Although not used for the cat of the present report, another option for collecting semen is the use of an artificial vagina.2,3 In cats, the use of an artificial vagina results in natural ejaculation and collection of the most representative sample for semen analysis; however, toms require conditioning to the process, and the conditioning may take approximately 4 months.2
After a semen sample is obtained from a cat, a complete semen analysis should be performed and include assessment of sperm motility (total and progressive), morphology, and concentration. When a complete semen evaluation fails to explain infertility in a tom, other diagnostic tests, such as hypo-osmotic swelling testing (to assess sperm cell membrane integrity) and sperm chromatin structure assay (to identify DNA fragmentation), should be performed to detect other spermatozoal defects that may be present.
Outcome
The owner elected to have the cat castrated. The surgery was scheduled and performed routinely, and removed testicles (Figure 3) were submitted for histologic evaluation.
Histologic examination of the testicles revealed widespread, moderate sperm maturation arrest (Figure 4). Most of the seminiferous tubules had spermatogenic epithelium with germ cells to the level of primary spermatocytes; however, no maturation beyond the primary spermatocyte stage was observed.

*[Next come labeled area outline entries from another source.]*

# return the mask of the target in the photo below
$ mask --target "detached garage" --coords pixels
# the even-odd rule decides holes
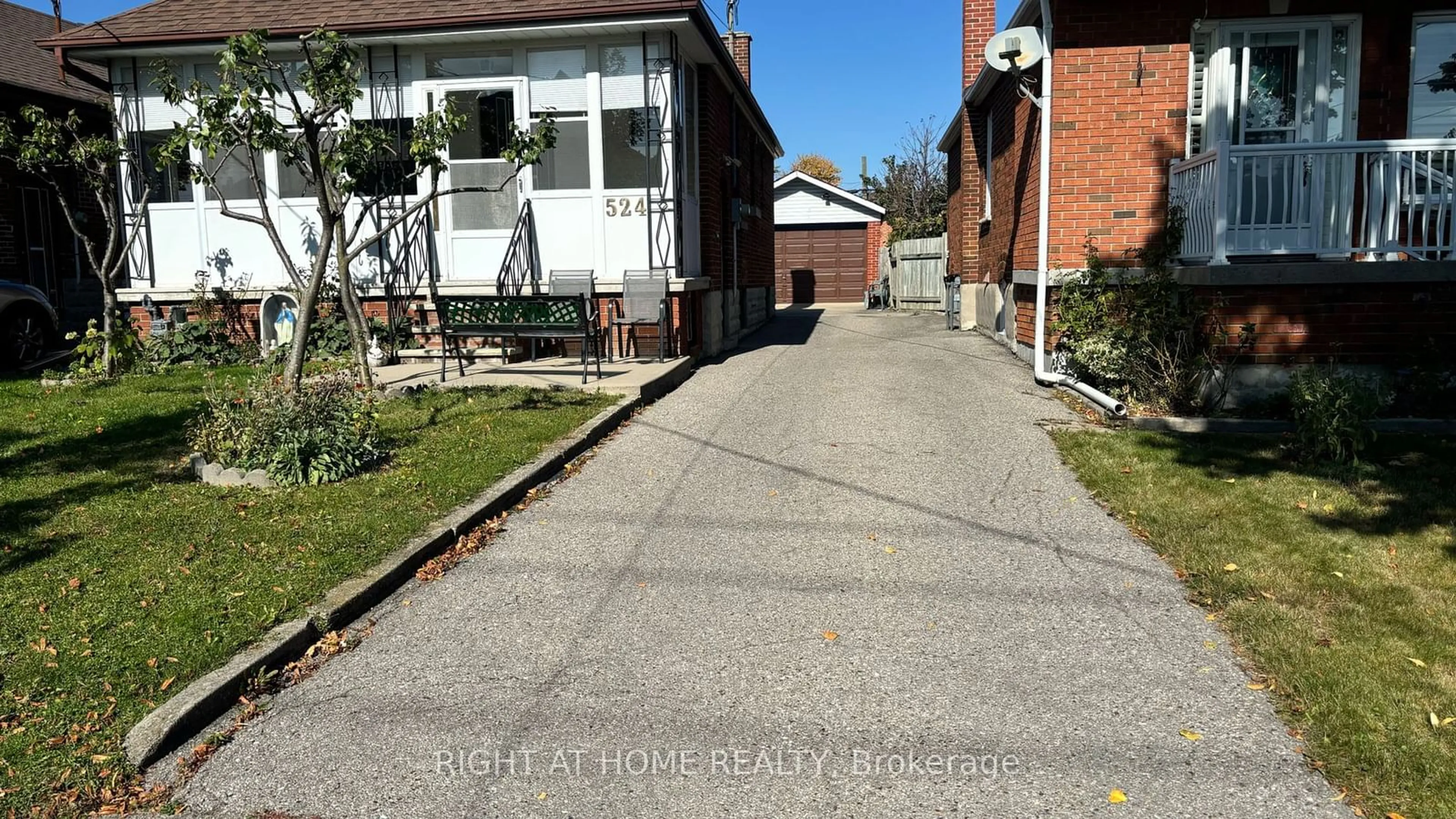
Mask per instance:
[[[859,302],[879,277],[885,208],[795,171],[773,184],[779,305]]]

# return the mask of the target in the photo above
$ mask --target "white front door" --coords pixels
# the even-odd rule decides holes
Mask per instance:
[[[491,188],[441,198],[438,229],[444,278],[494,283],[521,203],[530,197],[530,168],[513,179],[515,165],[501,159],[513,127],[527,128],[521,82],[432,83],[422,93],[428,109],[448,103],[456,114],[464,115],[464,127],[450,138],[448,169],[440,178],[440,189]]]
[[[1229,162],[1229,252],[1289,254],[1331,246],[1344,232],[1341,201],[1354,184],[1345,157],[1300,152],[1300,143],[1351,138],[1356,66],[1351,22],[1223,23],[1210,63],[1216,140],[1290,146],[1233,152]],[[1334,245],[1341,242],[1335,240]]]

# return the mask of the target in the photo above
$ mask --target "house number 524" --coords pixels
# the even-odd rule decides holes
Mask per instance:
[[[635,200],[630,200],[628,197],[622,197],[619,200],[613,198],[607,200],[607,216],[628,217],[632,214],[646,216],[646,197],[638,197]]]

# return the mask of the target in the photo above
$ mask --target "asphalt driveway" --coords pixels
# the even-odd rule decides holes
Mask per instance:
[[[380,606],[181,797],[389,819],[1348,816],[1037,424],[1072,418],[938,318],[780,313],[488,552]]]

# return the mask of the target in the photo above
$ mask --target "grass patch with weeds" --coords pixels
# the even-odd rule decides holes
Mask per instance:
[[[1367,815],[1456,816],[1456,440],[1307,466],[1271,437],[1053,434],[1219,612],[1337,787]]]
[[[0,382],[0,815],[124,793],[121,737],[156,704],[614,401],[526,388],[387,401],[380,469],[259,491],[182,469],[207,377]]]

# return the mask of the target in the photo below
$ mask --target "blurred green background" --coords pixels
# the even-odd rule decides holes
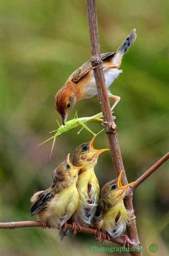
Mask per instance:
[[[114,115],[130,181],[168,150],[168,4],[165,0],[97,1],[102,52],[115,51],[136,29],[137,40],[122,62],[123,73],[110,87],[121,97]],[[50,162],[51,141],[35,148],[57,129],[56,119],[61,122],[54,107],[56,92],[90,59],[85,1],[1,0],[1,5],[0,221],[35,220],[29,215],[33,193],[48,187],[53,170],[68,153],[92,138],[84,129],[77,135],[78,128],[59,137]],[[100,111],[99,101],[78,103],[70,119],[76,109],[79,116],[93,115]],[[102,128],[89,126],[96,132]],[[104,132],[95,146],[108,146]],[[159,247],[156,255],[169,255],[169,167],[165,163],[134,193],[146,255],[151,255],[148,247],[152,243]],[[115,178],[110,152],[99,157],[96,172],[101,187]],[[58,234],[39,228],[1,229],[0,255],[108,254],[92,252],[92,245],[102,246],[92,237],[77,234],[61,243]]]

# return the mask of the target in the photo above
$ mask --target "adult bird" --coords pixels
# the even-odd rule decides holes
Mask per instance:
[[[108,89],[121,70],[118,69],[123,55],[133,44],[136,37],[136,29],[133,29],[115,52],[107,52],[101,55],[106,86]],[[65,85],[56,93],[55,106],[61,115],[64,125],[68,115],[75,104],[83,100],[95,97],[98,92],[90,60],[73,72]],[[107,90],[108,97],[115,100],[111,108],[113,109],[120,100],[119,96],[113,95]]]
[[[110,236],[113,238],[121,236],[124,237],[123,246],[127,243],[134,244],[127,236],[123,234],[127,225],[134,220],[132,217],[133,212],[128,211],[124,204],[123,199],[127,188],[135,183],[131,182],[125,186],[121,184],[121,171],[118,179],[107,183],[102,188],[98,208],[98,217],[94,224],[98,233],[97,239],[104,241],[110,240]]]

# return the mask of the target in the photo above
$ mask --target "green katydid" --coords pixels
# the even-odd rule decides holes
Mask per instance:
[[[77,132],[78,134],[79,134],[83,128],[85,128],[86,130],[88,131],[89,132],[90,132],[92,133],[94,136],[96,136],[96,134],[92,132],[92,131],[87,126],[86,124],[91,122],[102,123],[103,122],[103,120],[101,118],[102,117],[102,113],[101,112],[100,113],[94,115],[94,116],[92,116],[78,118],[77,115],[77,113],[76,113],[74,118],[73,118],[73,119],[72,119],[71,120],[70,120],[69,121],[67,121],[65,125],[62,125],[60,126],[58,121],[56,120],[59,124],[59,128],[56,130],[50,132],[56,132],[55,134],[53,136],[52,136],[52,137],[51,137],[49,139],[45,141],[44,141],[42,142],[42,143],[38,145],[38,146],[41,145],[44,143],[45,143],[46,142],[48,141],[48,140],[50,140],[53,139],[53,143],[50,156],[50,159],[57,137],[60,136],[62,134],[65,132],[67,132],[70,130],[71,130],[73,128],[76,128],[80,125],[81,125],[82,126],[82,128]]]

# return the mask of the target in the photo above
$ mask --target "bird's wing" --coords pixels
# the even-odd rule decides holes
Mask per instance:
[[[101,59],[103,60],[108,60],[109,58],[112,57],[115,53],[115,52],[106,52],[106,53],[103,53],[101,54]],[[89,60],[73,72],[68,80],[70,79],[74,83],[77,83],[92,68],[91,60]]]
[[[31,216],[37,213],[45,207],[47,204],[51,200],[55,195],[50,192],[44,191],[39,195],[37,200],[31,206],[30,209]]]

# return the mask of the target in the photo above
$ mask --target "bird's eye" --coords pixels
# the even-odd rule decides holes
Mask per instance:
[[[116,185],[115,184],[113,184],[113,185],[111,185],[110,188],[111,190],[115,190],[116,188]]]
[[[86,151],[86,150],[88,148],[88,147],[87,145],[84,145],[82,146],[82,151],[84,152],[84,151]]]
[[[70,103],[70,102],[68,102],[68,103],[67,104],[67,106],[66,106],[66,108],[70,108],[70,106],[71,106],[71,104]]]
[[[70,169],[70,166],[69,164],[67,164],[66,165],[66,169],[67,169],[67,170],[69,170],[69,169]]]

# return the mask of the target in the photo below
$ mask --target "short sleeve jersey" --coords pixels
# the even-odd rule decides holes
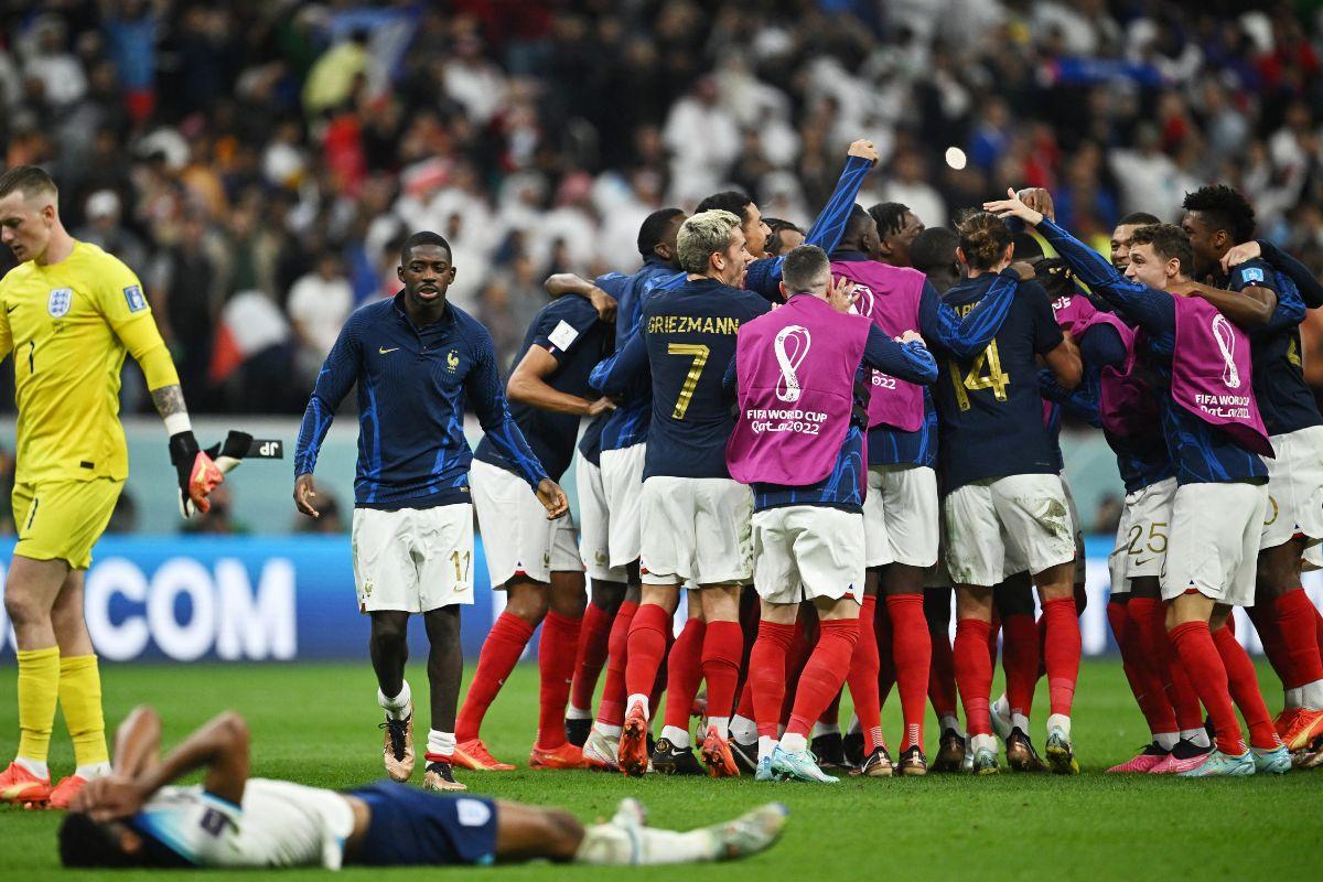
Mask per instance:
[[[132,270],[78,242],[58,263],[28,261],[0,280],[0,357],[13,353],[20,483],[128,476],[119,424],[120,336],[149,323]]]
[[[945,300],[964,315],[995,279],[991,272],[967,279],[951,287]],[[1052,438],[1043,424],[1035,356],[1056,349],[1061,340],[1046,292],[1025,282],[983,352],[957,358],[934,345],[943,492],[988,477],[1057,471]]]
[[[652,374],[644,477],[730,477],[726,440],[734,418],[722,380],[741,323],[769,309],[757,294],[712,279],[644,301],[640,331]]]

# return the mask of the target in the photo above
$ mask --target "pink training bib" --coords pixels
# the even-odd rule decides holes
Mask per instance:
[[[730,476],[744,484],[816,484],[831,473],[849,428],[868,321],[811,294],[740,327]]]

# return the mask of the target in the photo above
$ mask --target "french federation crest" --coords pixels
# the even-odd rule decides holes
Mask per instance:
[[[52,319],[64,319],[69,315],[69,308],[74,304],[73,288],[52,288],[50,300],[46,301],[46,312]]]

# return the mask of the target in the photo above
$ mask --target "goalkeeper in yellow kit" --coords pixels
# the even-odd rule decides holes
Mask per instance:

Sperm maturation arrest in domestic cats is an uncommon finding. In humans, the disorder may have genetic, idiopathic, iatrogenic, or acquired causes (eg, chemotherapy, radiation, endocrinopathy).8 The underlying cause of sperm maturation arrest in the cat of the present report was unknown, and despite azoospermia, this cat had adequate serum concentrations of testosterone 6 months earlier and displayed appropriate libido in its household with 5 queens. Castration was a suitable choice for this cat, given that the owner wanted to keep the cat in the household with intact queens. Mating of a queen by an azoospermic tom will likely induce ovulation and end the queen's estrus period, preventing any planned matings with a fertile tom from being successful and possibly increasing the likelihood of pyometra in the queen. Each time ovulation is induced in a queen, high serum progesterone concentrations are maintained, resulting in a state of pseudopregnancy, and return to estrus is prevented for approximately 40 days.4 Thus, castration and removal of this cat with azoospermia from a breeding role helped to preserve the fertility of the queens in the household.
References
- 1. ↑
Little SE. Feline reproduction and pediatrics. In: Little SE, ed. The cat: clinical medicine and management. St Louis: Saunders, 2012;1184–1251.
- 2. ↑
Johnson AK. Assisted reproduction in the male cat. Vet Clin North Am Small Anim Pract 2018;48:511–521.
- 3. ↑
Johnston SD, Kustritz MVR, Olson PNS. The tom. In: Canine and feline theriogenology. Philadelphia: WB Saunders Co, 2001;497–548.
- 4. ↑
Johnston SD, Kustritz MVR, Olson PNS. The queen. In: Canine and feline theriogenology. Philadelphia: WB Saunders Co, 2001;389–496.
- 5. ↑
Johnson AK. Assisted reproduction in the female cat. Vet Clin North Am Small Anim Pract 2018;48:523–531.
- 6. ↑
Concannon P, Hodgson B, Lein D. Reflex LH release in estrous cats following single and multiple copulations. Biol Re-prod 1980;23:111–117.
- 7. ↑
Swanson WF, Bateman HL, Vansandt LM. Urethral catheterization and sperm vitrification for simplified semen banking in felids. Reprod Domest Anim 2017;52(suppl 2):255–260.
- 8. ↑
Weedin JW, Bennett RC, Fenig DM, et al. Early versus late maturation arrest: reproductive outcomes of testicular failure. J Urol 2011;186:621–626.